Cantabria, a district of ancient-Spain, bordering on the S. coast of the bay of Biscay, and including, according to some of the earlier geographers, what are now the provinces of Oviedo, Santander, Biscay, and Guipuzcoa. After the Roman invasion the name was restricted to the western half, included in that part of the peninsula known as Hispania Tar-raconensis. On the east were the territories of the Autrigones, Varduli, and Vascones; on the west the river Salia separated it from the country of the Astures; and the southern boundary was formed by the Cantabrian mountains. The river Ebro (Iberus) takes its rise near the district occupied by the Tuisi, one of the five principal tribes (the Pleutauri, Varduli, Autrigones, Oonisci or Goncani, and Tuisi) into which the inhabitants were divided.
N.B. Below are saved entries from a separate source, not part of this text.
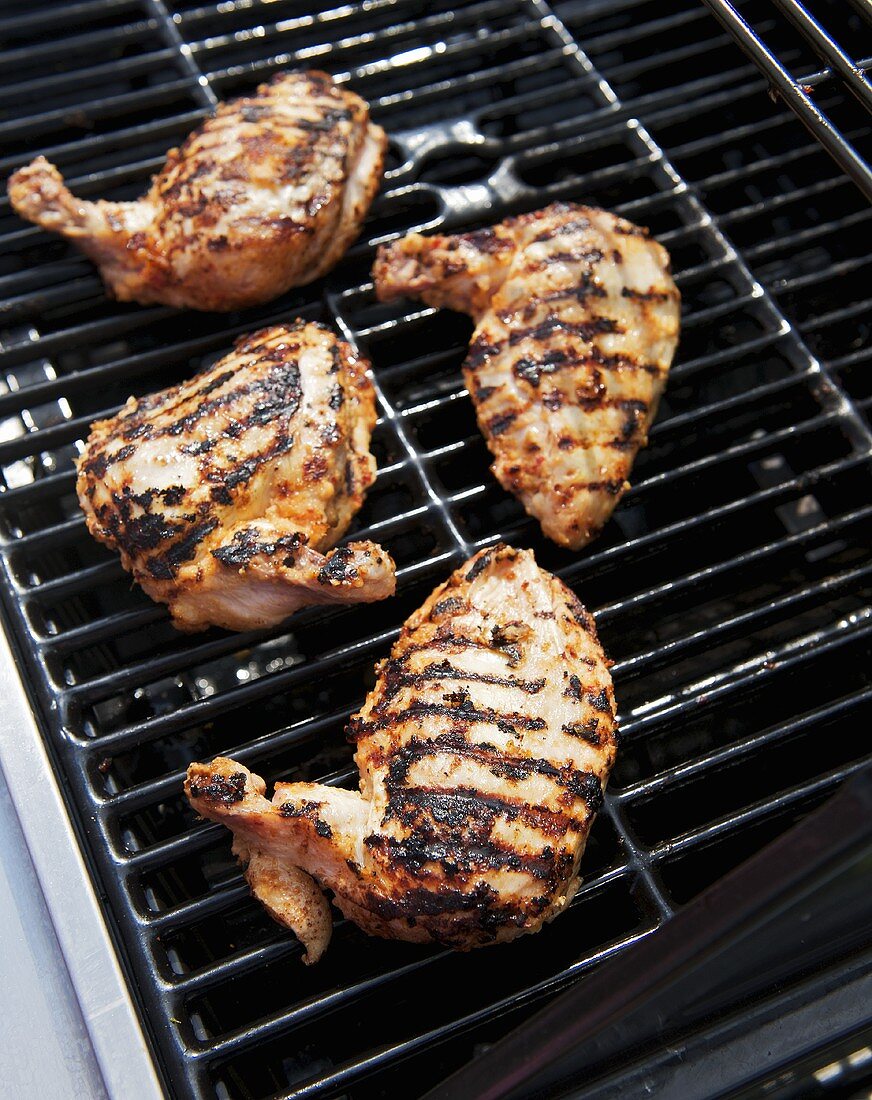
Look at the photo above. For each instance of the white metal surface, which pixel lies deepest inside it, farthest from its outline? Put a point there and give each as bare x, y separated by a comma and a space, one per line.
77, 935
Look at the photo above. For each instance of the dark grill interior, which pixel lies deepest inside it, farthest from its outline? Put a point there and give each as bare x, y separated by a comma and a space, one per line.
731, 587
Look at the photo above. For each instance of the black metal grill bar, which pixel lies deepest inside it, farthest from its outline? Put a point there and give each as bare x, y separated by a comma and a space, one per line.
152, 669
828, 48
747, 748
388, 1055
777, 659
802, 792
32, 55
754, 618
96, 647
792, 92
754, 672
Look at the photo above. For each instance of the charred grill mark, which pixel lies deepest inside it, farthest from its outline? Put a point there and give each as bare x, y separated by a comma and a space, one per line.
448, 606
573, 689
396, 677
459, 708
586, 330
166, 565
280, 386
531, 370
339, 569
479, 904
479, 564
100, 463
308, 810
500, 424
627, 230
487, 241
614, 487
245, 545
583, 254
464, 856
479, 352
583, 784
628, 292
459, 805
563, 229
584, 730
223, 789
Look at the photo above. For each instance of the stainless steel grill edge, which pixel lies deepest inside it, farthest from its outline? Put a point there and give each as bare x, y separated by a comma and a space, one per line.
731, 587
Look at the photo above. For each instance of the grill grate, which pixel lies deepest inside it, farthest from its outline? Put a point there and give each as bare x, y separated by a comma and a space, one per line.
731, 586
799, 95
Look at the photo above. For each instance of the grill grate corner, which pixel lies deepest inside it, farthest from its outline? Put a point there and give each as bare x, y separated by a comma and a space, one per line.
731, 587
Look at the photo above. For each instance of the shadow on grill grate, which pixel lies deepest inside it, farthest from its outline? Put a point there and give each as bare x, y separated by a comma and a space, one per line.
731, 587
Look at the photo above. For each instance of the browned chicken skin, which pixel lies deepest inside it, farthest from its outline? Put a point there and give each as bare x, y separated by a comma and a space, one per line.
264, 196
483, 750
222, 495
576, 323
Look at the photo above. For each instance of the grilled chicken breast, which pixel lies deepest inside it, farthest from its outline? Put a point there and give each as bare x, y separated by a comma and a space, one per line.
223, 494
483, 750
576, 323
264, 196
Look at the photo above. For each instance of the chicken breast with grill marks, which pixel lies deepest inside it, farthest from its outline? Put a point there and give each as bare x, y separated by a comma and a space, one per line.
576, 323
266, 195
483, 750
223, 495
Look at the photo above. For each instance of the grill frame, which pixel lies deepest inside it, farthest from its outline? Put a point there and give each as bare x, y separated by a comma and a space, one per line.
459, 206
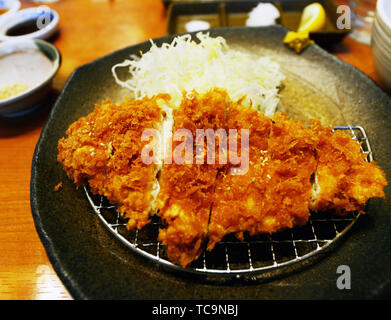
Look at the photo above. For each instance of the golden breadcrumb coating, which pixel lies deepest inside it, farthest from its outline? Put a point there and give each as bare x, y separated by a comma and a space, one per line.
275, 193
292, 170
344, 180
186, 190
103, 149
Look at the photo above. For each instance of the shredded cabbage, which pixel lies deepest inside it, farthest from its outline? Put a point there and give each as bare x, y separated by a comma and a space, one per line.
185, 65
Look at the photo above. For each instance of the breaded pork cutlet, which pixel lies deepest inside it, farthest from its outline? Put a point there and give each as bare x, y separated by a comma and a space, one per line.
104, 149
186, 190
293, 169
275, 192
344, 181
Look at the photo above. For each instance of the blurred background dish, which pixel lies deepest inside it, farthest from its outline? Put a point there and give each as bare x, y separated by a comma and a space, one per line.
32, 23
240, 13
362, 15
27, 70
8, 9
381, 42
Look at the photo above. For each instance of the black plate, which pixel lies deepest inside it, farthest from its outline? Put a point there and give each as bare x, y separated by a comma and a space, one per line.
94, 265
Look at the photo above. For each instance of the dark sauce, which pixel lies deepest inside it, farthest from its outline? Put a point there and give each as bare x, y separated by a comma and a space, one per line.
23, 28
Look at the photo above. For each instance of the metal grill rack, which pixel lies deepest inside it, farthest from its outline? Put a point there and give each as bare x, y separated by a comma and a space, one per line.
250, 257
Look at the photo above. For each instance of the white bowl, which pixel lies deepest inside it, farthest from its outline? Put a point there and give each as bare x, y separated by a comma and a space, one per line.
27, 101
381, 42
47, 23
383, 72
12, 6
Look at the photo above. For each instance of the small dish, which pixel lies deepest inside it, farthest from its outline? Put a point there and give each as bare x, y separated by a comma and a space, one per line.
32, 23
28, 100
11, 6
381, 41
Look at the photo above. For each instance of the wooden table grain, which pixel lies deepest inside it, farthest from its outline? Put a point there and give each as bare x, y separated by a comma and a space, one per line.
89, 29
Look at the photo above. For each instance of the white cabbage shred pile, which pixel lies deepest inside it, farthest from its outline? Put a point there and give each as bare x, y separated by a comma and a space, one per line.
187, 65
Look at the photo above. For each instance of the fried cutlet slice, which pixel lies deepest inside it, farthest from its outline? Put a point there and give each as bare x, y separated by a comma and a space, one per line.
275, 192
104, 149
186, 190
344, 181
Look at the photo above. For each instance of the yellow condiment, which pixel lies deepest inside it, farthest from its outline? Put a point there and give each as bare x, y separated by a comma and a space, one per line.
313, 19
12, 90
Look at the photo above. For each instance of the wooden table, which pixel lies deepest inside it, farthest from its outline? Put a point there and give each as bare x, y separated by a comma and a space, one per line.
89, 29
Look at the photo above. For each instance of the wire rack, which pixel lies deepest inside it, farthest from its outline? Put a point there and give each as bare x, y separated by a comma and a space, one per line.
249, 257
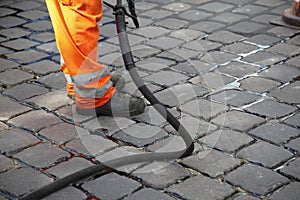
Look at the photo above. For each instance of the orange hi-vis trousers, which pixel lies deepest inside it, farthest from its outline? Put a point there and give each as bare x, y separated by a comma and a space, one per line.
77, 33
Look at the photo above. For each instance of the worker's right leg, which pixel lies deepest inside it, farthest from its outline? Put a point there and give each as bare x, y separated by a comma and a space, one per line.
76, 32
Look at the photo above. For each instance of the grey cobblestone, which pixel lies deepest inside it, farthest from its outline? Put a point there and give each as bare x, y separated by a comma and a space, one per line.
102, 187
211, 162
69, 167
35, 120
160, 174
11, 108
67, 193
226, 140
14, 140
210, 189
6, 163
266, 154
275, 132
45, 155
255, 179
23, 180
290, 192
238, 120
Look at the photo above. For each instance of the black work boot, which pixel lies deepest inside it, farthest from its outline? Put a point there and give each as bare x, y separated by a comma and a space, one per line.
120, 105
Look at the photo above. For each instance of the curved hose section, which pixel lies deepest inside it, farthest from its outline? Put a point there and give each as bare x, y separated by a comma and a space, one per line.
99, 168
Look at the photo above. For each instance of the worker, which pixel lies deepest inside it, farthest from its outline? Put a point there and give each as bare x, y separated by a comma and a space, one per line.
76, 33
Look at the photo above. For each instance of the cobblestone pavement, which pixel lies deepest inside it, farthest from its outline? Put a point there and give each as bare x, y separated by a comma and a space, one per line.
221, 68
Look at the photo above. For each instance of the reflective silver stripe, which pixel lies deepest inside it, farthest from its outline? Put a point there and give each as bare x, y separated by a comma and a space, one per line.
82, 79
93, 92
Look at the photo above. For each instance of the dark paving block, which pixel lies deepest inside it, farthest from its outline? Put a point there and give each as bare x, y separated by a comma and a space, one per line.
218, 57
111, 186
6, 163
194, 15
69, 167
157, 14
255, 179
25, 5
292, 169
275, 132
294, 62
60, 133
249, 9
25, 91
239, 48
19, 44
226, 140
140, 134
14, 140
225, 37
271, 109
160, 174
40, 25
238, 120
164, 43
266, 154
35, 120
283, 32
11, 33
294, 145
179, 94
15, 76
288, 94
177, 7
42, 155
294, 120
207, 26
108, 124
246, 27
187, 34
196, 127
209, 190
235, 98
42, 67
203, 108
33, 14
245, 197
285, 49
53, 80
291, 192
202, 46
67, 193
258, 84
151, 31
27, 56
7, 64
213, 80
120, 152
11, 21
194, 67
216, 7
263, 39
171, 23
51, 100
167, 78
11, 108
23, 180
264, 58
211, 162
148, 194
228, 17
264, 18
282, 73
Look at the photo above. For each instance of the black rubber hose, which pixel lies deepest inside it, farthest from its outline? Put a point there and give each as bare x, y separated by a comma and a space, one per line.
98, 169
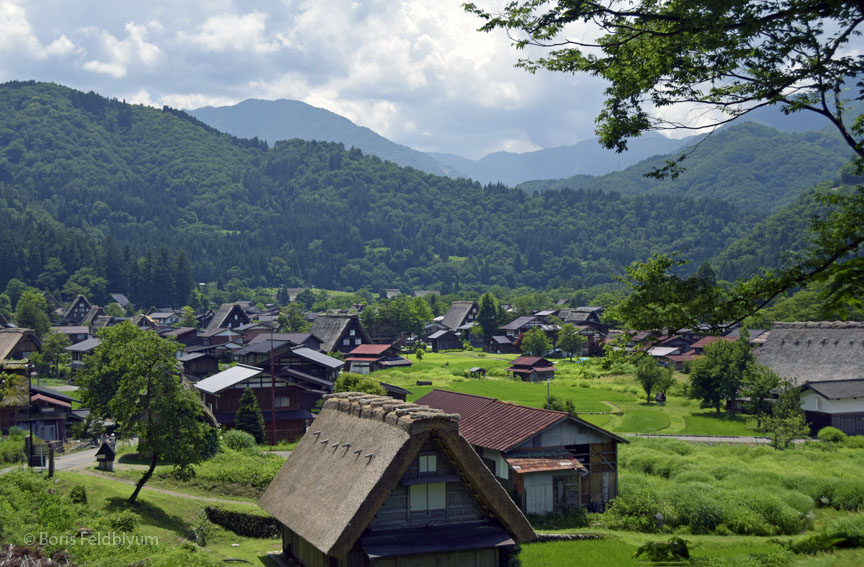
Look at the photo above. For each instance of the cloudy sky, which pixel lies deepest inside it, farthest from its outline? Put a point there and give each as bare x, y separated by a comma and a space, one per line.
415, 71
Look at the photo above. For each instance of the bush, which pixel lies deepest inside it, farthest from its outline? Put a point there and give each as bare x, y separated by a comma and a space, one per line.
237, 440
831, 435
78, 494
124, 521
248, 525
657, 551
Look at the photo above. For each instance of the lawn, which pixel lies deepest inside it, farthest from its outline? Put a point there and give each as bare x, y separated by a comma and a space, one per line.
613, 400
161, 526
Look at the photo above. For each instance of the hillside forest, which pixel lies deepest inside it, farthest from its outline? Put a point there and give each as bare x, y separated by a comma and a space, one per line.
107, 196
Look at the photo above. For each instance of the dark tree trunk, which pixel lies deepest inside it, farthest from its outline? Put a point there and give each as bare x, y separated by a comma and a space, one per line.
144, 478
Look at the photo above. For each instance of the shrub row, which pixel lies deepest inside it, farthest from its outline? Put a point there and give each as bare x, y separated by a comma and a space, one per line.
248, 525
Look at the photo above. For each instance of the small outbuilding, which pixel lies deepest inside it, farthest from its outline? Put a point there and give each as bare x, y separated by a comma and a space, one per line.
532, 369
105, 457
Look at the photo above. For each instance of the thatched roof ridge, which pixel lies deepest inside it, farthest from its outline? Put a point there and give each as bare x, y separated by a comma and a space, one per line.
815, 351
356, 451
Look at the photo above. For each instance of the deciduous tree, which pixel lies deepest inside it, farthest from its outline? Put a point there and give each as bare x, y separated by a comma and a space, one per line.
724, 59
535, 342
652, 376
133, 378
570, 341
716, 377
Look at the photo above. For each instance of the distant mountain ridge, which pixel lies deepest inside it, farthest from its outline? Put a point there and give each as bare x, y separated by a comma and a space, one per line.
274, 120
584, 158
750, 165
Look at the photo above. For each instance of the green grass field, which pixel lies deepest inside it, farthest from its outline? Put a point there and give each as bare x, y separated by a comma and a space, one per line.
585, 384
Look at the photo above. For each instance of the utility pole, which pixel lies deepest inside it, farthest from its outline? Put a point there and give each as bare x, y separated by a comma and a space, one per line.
272, 392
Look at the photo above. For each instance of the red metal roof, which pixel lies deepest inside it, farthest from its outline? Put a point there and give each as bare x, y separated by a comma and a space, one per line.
526, 361
492, 424
704, 341
53, 401
370, 349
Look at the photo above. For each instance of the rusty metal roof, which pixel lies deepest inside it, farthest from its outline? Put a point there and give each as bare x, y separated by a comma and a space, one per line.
486, 422
370, 349
522, 465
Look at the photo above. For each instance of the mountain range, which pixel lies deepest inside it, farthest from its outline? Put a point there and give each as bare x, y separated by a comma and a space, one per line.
90, 183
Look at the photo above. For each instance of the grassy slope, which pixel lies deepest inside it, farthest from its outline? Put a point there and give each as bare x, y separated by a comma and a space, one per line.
583, 383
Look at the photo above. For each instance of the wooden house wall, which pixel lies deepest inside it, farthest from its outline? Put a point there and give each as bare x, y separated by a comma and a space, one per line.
445, 342
460, 504
228, 400
603, 477
354, 340
550, 492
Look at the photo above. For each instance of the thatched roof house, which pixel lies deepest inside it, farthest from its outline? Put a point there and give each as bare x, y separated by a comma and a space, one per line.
825, 359
228, 316
815, 351
339, 332
378, 479
461, 313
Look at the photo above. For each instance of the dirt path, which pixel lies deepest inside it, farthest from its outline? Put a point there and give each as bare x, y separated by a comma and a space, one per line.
163, 490
709, 439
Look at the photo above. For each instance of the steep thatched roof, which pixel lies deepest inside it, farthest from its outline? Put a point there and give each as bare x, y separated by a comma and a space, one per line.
219, 319
9, 339
330, 328
458, 313
815, 351
356, 452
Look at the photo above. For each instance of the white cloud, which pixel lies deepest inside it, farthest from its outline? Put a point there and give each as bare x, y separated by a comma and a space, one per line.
227, 32
120, 54
62, 47
17, 34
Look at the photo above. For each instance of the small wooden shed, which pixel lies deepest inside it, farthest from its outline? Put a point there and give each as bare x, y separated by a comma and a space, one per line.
105, 457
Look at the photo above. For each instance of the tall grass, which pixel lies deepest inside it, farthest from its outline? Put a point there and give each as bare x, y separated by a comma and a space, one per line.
671, 486
12, 447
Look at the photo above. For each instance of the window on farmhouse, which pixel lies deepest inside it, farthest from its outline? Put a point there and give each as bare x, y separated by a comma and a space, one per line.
428, 464
426, 497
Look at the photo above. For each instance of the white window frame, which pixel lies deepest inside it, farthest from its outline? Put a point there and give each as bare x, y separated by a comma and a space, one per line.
427, 497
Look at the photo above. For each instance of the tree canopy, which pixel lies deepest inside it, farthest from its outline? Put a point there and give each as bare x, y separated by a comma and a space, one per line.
728, 58
133, 378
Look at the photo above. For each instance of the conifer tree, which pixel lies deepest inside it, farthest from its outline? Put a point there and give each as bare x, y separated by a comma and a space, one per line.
249, 417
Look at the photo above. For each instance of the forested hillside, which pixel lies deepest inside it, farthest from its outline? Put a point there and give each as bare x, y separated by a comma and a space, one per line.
275, 120
749, 165
76, 168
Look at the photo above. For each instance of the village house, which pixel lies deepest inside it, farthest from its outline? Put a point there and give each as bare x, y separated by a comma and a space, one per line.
186, 336
532, 369
339, 333
444, 340
76, 312
198, 365
18, 343
75, 334
369, 358
824, 360
460, 315
46, 410
500, 344
80, 350
553, 461
295, 363
378, 482
228, 316
292, 403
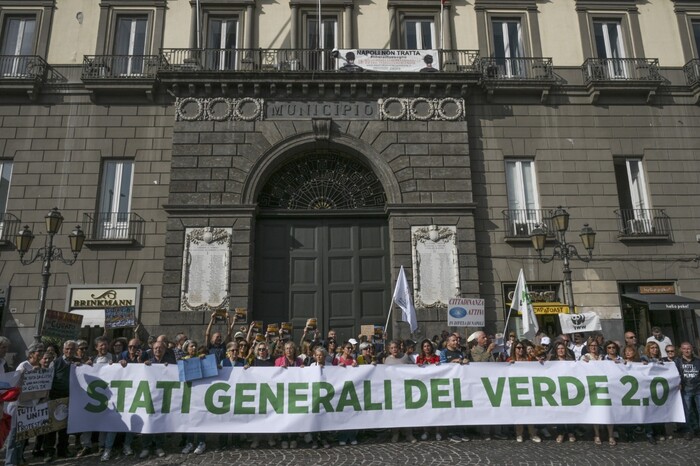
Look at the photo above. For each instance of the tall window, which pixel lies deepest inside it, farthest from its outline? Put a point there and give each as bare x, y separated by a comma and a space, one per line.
609, 44
523, 198
633, 196
115, 202
508, 46
5, 175
420, 33
130, 44
324, 43
18, 40
222, 36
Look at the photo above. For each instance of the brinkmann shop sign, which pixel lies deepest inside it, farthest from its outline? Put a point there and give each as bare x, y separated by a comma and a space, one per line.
140, 398
101, 298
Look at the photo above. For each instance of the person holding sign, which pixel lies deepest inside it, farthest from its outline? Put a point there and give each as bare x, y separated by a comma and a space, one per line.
14, 450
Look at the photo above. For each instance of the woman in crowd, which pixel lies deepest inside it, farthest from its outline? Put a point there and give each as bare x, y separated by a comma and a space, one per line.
560, 353
630, 354
612, 353
331, 349
233, 355
518, 354
428, 357
346, 358
319, 360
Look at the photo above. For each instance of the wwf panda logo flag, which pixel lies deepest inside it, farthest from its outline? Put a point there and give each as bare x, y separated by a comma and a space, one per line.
583, 322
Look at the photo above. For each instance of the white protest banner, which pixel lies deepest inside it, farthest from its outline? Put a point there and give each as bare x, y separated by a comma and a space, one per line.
140, 398
466, 312
583, 322
388, 60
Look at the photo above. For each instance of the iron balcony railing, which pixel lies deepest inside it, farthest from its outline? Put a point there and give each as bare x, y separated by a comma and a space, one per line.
520, 222
692, 72
643, 222
114, 226
9, 227
620, 69
26, 67
517, 69
284, 60
120, 66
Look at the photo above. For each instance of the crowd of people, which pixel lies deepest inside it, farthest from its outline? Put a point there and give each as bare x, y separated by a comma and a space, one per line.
242, 347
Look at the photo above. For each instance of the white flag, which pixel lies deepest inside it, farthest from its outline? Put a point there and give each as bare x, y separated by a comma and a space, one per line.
583, 322
404, 299
523, 304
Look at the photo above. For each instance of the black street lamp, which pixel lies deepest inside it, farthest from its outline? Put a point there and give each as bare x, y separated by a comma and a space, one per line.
48, 254
563, 250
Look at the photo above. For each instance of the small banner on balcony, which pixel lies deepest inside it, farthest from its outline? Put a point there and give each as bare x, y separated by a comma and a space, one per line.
63, 325
355, 60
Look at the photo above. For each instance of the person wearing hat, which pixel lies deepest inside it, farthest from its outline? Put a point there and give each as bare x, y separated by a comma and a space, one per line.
14, 450
482, 349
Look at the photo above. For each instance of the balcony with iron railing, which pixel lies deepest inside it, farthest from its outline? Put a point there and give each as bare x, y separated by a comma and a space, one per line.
643, 224
285, 60
520, 222
692, 72
113, 228
9, 227
616, 76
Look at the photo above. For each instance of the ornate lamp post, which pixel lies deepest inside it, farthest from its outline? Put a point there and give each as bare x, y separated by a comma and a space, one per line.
47, 254
562, 249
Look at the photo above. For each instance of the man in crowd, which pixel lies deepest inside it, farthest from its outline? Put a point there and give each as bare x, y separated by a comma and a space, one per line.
689, 368
631, 339
59, 389
483, 349
660, 339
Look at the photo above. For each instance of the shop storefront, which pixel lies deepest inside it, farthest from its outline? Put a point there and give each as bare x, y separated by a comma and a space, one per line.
647, 305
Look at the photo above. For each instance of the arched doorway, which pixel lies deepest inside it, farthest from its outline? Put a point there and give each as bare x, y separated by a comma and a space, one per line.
322, 245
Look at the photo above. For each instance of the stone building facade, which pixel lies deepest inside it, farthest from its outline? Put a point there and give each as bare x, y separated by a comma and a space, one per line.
323, 178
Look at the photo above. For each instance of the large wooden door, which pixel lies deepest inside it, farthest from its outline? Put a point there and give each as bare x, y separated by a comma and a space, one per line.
336, 270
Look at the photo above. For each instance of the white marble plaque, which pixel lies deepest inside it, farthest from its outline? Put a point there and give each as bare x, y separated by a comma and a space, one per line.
435, 265
205, 269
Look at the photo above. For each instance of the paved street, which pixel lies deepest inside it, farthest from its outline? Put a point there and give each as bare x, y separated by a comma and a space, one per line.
378, 451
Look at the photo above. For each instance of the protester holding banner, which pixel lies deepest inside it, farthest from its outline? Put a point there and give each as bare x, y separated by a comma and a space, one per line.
14, 449
689, 369
60, 389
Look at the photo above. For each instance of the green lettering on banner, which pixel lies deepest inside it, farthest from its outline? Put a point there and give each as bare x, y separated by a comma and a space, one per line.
436, 392
516, 392
142, 398
167, 387
388, 400
121, 386
564, 383
597, 392
495, 396
224, 400
348, 397
540, 394
100, 397
186, 398
317, 399
627, 399
241, 397
408, 386
295, 397
459, 402
367, 392
268, 397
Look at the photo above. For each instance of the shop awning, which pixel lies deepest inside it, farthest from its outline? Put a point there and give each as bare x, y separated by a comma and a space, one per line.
664, 302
Pliny mentions nine cities of Cantabria, of which Juliobriga alone was of any importance. - The Cantabri were a warlike people, and of all the Iberian nations opposed the stoutest resistance to the Romans, and, though more than once forced into nominal subjection, were never wholly subdued. A portion of them acknowledged the supremacy of Augustus, but the bulk of the nation preserved their independence among the fastnesses of their mountains.

After their first partial subjection, 25 B. 0., they several times revolted, and were almost exterminated by Agrippa in 19.